If a corporation is giving away something other than cash and it exceeds $5,000 in value, the item must be appraised beforehand. For example, if someone wanted to donate a car to an organization, the value of the car would have to be established before the donation was made, Czaja says.

“The IRS essentially forces donors to be realistic on valuations, so that when a charity receives a non-cash gift, like cars, property or artwork, and they decide to sell it, the charities are obligated to notify the IRS within a two-year window of receiving the gift to state what they sold it for. A lot of small charities aren’t aware of this rule.”

Sweat equity

While volunteer hours may get your corporation a pat on the back, sweat equity is not eligible for a write-off. However, you can write off out-of-pocket expenses, such as what you pay for materials and supplies to assist with your volunteer work. In addition, the cost of driving to and from your volunteer site can be deducted at a rate of 14 cents per mile. If you take public transportation, that fare is also deductible.

Promised donations

Just because your corporation makes a pledge to make a monthly contribution to an organization doesn’t mean it counts. “With charitable giving, there’s one golden rule,” Czaja says. “You have to give it away. If you don’t intend to give it away and try to do something cute, that’s when you’ll get burned by the IRS.”
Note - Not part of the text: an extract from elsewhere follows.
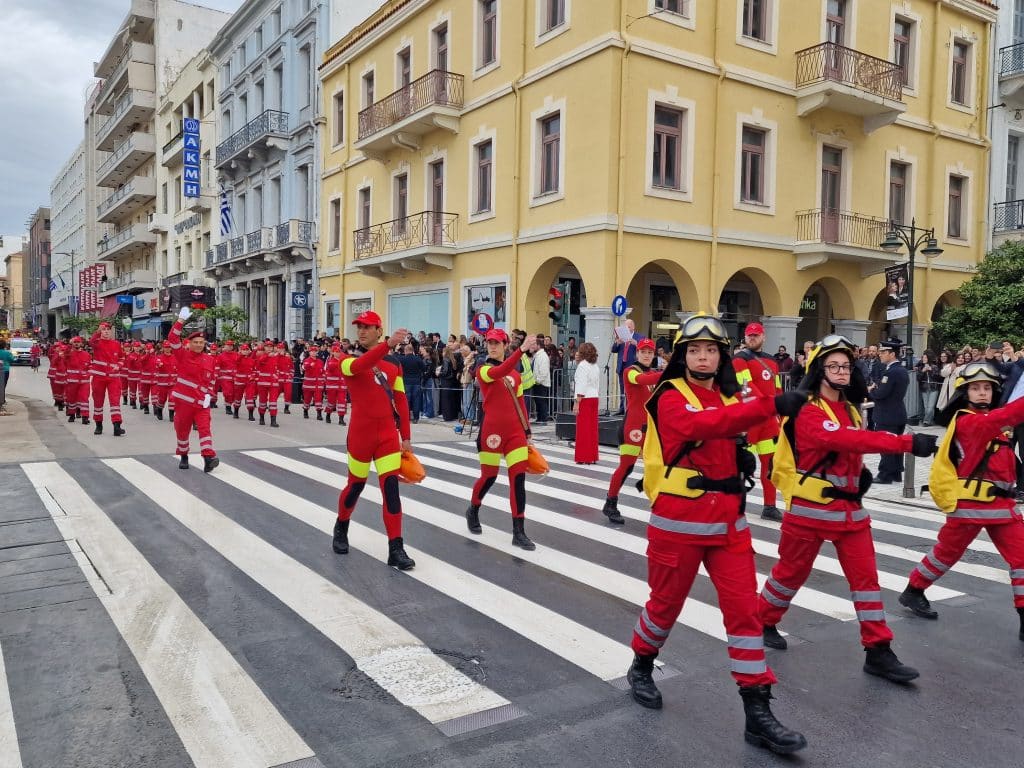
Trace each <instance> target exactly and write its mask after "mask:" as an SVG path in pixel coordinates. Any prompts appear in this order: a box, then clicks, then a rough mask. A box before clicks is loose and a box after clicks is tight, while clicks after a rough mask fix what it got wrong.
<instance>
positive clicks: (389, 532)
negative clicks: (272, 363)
mask: <svg viewBox="0 0 1024 768" xmlns="http://www.w3.org/2000/svg"><path fill="white" fill-rule="evenodd" d="M387 352H388V346H387V344H385V343H384V342H381V343H380V344H377V345H376V346H375V347H373V348H372V349H370V350H368V351H366V352H364V353H362V355H361V356H359V357H353V356H351V355H344V356H343V357H342V358H341V374H342V376H344V377H346V378H347V380H348V389H349V391H351V393H352V401H353V403H354V404H355V406H356V410H355V411H354V412H353V415H352V424H351V426H350V427H349V429H348V435H347V450H348V482H347V483H346V484H345V487H344V488H342V490H341V494H340V495H339V496H338V519H339V520H342V521H344V520H348V519H350V518H351V516H352V512H353V511H354V509H355V503H356V502H357V501H358V499H359V494H361V493H362V486H364V485H366V482H367V477H368V476H369V475H370V463H371V462H373V463H374V467H375V469H376V470H377V479H378V481H379V482H380V486H381V495H382V496H383V498H384V510H383V512H384V529H385V530H386V531H387V538H388V539H389V540H392V539H397V538H400V537H401V499H400V498H399V496H398V468H399V467H400V466H401V442H400V441H399V437H400V439H401V440H408V439H409V438H410V426H409V402H408V400H407V399H406V384H404V382H403V381H402V378H401V368H400V367H399V366H398V365H397V364H395V362H392V361H390V360H385V359H384V356H385V355H386V354H387ZM328 365H330V360H329V362H328ZM385 382H386V384H387V388H385V386H384V383H385ZM388 389H390V391H391V395H390V396H389V395H388ZM392 397H393V401H392ZM392 402H393V404H392ZM329 408H330V406H329ZM395 412H397V415H398V418H397V424H396V419H395Z"/></svg>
That means that if you agreed to give $100 a month to an organization during its annual fundraising drive, only the monthly payments you actually made during the year can be deducted on that year’s tax return.
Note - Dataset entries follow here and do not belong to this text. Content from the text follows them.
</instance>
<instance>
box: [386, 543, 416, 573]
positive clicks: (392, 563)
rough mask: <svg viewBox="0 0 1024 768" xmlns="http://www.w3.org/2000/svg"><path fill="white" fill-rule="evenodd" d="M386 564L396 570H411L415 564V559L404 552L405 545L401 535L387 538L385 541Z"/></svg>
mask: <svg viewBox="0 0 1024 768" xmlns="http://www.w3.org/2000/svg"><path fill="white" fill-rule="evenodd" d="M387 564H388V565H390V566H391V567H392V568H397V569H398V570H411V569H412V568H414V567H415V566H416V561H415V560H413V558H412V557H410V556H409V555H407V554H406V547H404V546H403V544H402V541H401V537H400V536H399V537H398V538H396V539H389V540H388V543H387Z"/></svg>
“One way that you can semi-let go is through a donor-advised fund,” Czaja says. This type of fund is a separately identified fund that is maintained and operated by a section 501(c)(3) organization. Each account is composed of contributions made by individual donors. Once the donor makes the contribution, the organization has legal control over it. However, the donor retains advisory privileges with respect to the distribution of funds and the investment of assets in the account.

“This way you can give your charitable deduction with very little pain by the end of the year and still have your fingers attached,” Czaja says. “In addition, these organizations already have a good status with the IRS.”